The risk of shortage (drought) of different magnitudes and frequencies is essential information for water managers planning for future supply reliability. Using the paleo record it is possible to drill down to individual traces to investigate how the actual sequence of dry, normal, and wet years, combined with initial conditions, matters to system management. Using individual traces we can ask what set of conditions push the system into shortage, or deeper into shortage? What sequence of years will likely maintain shortage at a certain level? Or enable system recovery? Answers to these questions may provide water managers with an indication of the likely future water supply path they are on and therefore the suite of demand management and adaptation options they are likely to need to deploy. In time, the actual sequence may become more useful to water managers as annual and decadal forecasts of streamflow improve with enhanced inter-annual and decadal climate prediction skill.
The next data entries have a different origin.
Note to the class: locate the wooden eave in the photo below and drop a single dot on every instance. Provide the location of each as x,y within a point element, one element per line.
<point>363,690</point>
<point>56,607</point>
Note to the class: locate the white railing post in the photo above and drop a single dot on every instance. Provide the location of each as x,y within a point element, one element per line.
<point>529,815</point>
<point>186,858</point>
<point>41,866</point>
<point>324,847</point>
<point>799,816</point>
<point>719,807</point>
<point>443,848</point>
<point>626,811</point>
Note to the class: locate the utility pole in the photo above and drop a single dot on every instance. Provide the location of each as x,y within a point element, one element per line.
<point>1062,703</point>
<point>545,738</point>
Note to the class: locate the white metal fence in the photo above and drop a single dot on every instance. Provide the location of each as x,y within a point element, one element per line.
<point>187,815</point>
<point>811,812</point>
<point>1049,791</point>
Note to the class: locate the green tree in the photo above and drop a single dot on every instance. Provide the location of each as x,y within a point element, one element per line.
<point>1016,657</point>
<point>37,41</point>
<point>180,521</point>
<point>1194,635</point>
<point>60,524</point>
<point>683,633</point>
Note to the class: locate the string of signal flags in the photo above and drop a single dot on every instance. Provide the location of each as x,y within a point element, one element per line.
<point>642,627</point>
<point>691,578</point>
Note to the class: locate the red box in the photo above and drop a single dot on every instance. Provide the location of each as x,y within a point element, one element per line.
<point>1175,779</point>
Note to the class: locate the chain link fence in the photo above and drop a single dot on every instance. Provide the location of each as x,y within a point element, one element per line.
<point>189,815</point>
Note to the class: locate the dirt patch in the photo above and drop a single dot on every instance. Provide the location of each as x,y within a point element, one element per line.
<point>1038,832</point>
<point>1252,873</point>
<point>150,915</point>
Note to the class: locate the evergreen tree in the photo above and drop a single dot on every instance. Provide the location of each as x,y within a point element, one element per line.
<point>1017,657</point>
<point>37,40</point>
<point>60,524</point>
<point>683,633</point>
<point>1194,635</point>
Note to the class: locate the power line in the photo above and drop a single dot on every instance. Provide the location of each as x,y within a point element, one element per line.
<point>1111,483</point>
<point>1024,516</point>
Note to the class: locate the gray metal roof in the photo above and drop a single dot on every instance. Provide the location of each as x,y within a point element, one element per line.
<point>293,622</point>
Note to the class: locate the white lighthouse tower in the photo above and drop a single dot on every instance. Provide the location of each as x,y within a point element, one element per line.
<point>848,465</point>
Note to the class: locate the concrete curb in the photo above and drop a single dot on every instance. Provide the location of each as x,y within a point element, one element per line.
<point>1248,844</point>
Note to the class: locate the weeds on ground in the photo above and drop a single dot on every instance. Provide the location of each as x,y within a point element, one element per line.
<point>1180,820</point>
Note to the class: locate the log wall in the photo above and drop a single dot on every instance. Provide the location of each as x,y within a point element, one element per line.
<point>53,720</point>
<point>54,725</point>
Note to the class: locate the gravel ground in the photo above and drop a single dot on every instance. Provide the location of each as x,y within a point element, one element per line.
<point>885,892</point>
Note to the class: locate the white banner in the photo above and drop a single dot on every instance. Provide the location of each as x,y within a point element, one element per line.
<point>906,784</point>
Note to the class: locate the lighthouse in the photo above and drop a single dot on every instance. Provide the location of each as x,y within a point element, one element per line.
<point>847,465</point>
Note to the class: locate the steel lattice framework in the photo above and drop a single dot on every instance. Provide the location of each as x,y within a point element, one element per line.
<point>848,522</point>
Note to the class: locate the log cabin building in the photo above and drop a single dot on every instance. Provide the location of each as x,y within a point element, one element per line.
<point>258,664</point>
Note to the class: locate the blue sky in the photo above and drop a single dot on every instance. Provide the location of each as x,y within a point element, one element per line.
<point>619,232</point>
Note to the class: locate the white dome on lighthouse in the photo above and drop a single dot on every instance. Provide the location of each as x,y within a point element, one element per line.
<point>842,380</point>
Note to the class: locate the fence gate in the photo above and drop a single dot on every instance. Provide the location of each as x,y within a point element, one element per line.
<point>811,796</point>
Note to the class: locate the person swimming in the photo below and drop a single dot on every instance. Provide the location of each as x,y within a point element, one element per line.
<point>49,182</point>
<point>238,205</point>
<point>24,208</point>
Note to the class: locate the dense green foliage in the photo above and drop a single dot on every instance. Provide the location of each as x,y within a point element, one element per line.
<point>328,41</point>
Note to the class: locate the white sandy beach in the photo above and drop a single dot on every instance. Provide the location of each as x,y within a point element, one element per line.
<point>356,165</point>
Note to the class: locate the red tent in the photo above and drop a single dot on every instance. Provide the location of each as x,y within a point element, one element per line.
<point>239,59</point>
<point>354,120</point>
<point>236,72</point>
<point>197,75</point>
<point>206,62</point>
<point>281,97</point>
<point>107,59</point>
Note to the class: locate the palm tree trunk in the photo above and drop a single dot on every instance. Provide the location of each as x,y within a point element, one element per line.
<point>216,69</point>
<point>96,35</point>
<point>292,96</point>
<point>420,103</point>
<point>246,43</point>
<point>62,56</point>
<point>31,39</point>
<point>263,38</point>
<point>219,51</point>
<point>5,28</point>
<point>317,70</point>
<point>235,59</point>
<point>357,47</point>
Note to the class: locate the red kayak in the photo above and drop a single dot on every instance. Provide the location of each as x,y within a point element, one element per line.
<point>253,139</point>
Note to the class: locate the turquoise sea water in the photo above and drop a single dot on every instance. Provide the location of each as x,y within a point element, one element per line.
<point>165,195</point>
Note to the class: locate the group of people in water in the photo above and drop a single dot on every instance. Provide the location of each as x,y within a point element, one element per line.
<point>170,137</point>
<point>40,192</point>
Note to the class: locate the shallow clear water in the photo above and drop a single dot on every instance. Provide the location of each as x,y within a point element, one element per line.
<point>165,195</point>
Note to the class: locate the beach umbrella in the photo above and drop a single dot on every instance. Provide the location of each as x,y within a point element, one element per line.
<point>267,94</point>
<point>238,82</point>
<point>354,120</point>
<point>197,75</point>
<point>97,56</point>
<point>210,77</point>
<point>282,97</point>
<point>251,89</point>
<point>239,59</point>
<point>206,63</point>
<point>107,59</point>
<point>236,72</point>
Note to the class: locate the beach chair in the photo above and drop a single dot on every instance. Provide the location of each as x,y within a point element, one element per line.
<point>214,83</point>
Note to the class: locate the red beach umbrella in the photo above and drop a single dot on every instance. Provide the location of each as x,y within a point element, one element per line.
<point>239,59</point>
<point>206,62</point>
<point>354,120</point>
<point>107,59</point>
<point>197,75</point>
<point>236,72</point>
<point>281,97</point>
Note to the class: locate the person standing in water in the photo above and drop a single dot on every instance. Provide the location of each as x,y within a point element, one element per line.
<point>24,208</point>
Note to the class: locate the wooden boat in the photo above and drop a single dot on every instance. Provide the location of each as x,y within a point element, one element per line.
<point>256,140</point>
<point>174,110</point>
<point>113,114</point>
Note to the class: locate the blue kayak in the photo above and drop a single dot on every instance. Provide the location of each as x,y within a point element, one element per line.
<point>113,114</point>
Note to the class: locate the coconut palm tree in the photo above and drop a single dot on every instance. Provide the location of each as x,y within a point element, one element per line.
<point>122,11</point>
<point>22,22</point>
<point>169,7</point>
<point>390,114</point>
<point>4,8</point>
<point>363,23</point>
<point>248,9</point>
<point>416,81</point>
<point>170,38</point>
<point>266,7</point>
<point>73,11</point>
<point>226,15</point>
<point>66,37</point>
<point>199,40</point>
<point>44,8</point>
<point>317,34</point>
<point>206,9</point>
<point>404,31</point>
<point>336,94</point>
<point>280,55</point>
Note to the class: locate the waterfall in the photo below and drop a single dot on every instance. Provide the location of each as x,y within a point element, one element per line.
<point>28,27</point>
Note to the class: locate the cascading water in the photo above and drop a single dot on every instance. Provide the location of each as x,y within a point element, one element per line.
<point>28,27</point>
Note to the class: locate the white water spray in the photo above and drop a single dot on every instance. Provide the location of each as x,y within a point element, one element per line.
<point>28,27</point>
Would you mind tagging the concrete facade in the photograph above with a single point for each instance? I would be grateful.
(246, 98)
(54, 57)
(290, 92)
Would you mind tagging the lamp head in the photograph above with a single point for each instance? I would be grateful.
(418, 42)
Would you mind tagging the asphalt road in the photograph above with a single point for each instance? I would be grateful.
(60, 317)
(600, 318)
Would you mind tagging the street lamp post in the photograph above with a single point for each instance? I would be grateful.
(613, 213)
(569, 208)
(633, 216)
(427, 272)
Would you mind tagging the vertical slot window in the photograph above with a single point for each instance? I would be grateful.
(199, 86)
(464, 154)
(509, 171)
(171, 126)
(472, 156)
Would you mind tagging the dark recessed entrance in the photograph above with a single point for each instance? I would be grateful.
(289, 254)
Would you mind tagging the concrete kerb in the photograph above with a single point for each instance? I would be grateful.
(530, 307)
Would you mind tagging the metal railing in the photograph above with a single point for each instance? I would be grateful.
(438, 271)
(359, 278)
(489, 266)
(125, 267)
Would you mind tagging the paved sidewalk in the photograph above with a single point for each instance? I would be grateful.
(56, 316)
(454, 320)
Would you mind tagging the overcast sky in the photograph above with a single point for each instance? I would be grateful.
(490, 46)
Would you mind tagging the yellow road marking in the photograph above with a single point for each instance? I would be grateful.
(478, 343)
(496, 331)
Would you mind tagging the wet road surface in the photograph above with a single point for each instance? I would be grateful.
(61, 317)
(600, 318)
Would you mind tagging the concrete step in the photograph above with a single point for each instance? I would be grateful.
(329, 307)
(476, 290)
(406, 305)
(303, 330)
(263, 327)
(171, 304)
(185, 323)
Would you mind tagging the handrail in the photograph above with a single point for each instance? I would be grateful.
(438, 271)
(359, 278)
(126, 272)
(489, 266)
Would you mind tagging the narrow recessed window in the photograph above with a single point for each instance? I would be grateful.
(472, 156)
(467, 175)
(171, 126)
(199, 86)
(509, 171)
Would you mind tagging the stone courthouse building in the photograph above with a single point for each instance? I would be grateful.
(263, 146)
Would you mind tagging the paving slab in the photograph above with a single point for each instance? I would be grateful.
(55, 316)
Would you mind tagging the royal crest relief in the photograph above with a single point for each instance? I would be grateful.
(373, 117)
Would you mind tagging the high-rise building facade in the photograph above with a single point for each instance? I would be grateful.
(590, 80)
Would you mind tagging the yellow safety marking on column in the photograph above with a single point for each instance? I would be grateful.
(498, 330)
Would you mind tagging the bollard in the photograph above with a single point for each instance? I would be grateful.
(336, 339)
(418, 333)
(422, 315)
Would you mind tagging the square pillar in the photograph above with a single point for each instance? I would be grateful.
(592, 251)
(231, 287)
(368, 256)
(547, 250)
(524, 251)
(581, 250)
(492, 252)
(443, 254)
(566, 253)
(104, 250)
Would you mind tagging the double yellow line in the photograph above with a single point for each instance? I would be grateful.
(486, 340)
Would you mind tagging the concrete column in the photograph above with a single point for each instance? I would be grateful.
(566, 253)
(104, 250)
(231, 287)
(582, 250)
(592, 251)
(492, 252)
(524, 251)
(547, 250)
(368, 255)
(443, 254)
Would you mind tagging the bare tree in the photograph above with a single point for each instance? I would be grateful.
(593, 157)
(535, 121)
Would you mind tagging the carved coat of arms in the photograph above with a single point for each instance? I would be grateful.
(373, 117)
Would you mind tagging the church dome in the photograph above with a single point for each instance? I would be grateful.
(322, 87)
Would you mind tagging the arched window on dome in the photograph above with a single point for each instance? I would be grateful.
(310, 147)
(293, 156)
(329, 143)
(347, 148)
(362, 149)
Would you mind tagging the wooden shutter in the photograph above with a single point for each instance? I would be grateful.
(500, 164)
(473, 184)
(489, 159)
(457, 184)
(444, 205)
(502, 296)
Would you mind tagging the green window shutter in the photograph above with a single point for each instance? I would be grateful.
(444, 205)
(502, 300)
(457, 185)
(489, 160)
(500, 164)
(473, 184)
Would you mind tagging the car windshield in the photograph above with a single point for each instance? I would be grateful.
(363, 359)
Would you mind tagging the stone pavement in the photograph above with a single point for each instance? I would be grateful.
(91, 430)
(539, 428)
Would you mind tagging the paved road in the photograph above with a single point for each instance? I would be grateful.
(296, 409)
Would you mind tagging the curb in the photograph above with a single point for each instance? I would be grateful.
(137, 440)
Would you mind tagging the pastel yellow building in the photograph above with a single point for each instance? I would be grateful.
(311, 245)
To investigate the policy implications of climate change scenarios, we use the projections of shortage risk from CRSS under various flow scenarios as input into a water manager's decision tree: to do nothing; utilize alternative supplies; invest in alternative water sources/system efficiency; invest in demand management strategies; or combinations of these strategies. Using ensemble analysis we identify options for Arizonan water managers given the severity and frequency matrix of drought. Specifically, we investigate the decision sets of the Central Arizona Water Conservation District and generalized decision sets for tribal, and city water resource managers. We find that water management strategies evolve both over time and with the profile of future droughts. We also find that there are decision windows in which: proactive investment in demand management and alternative water sources; and cooperative action, are robust management options.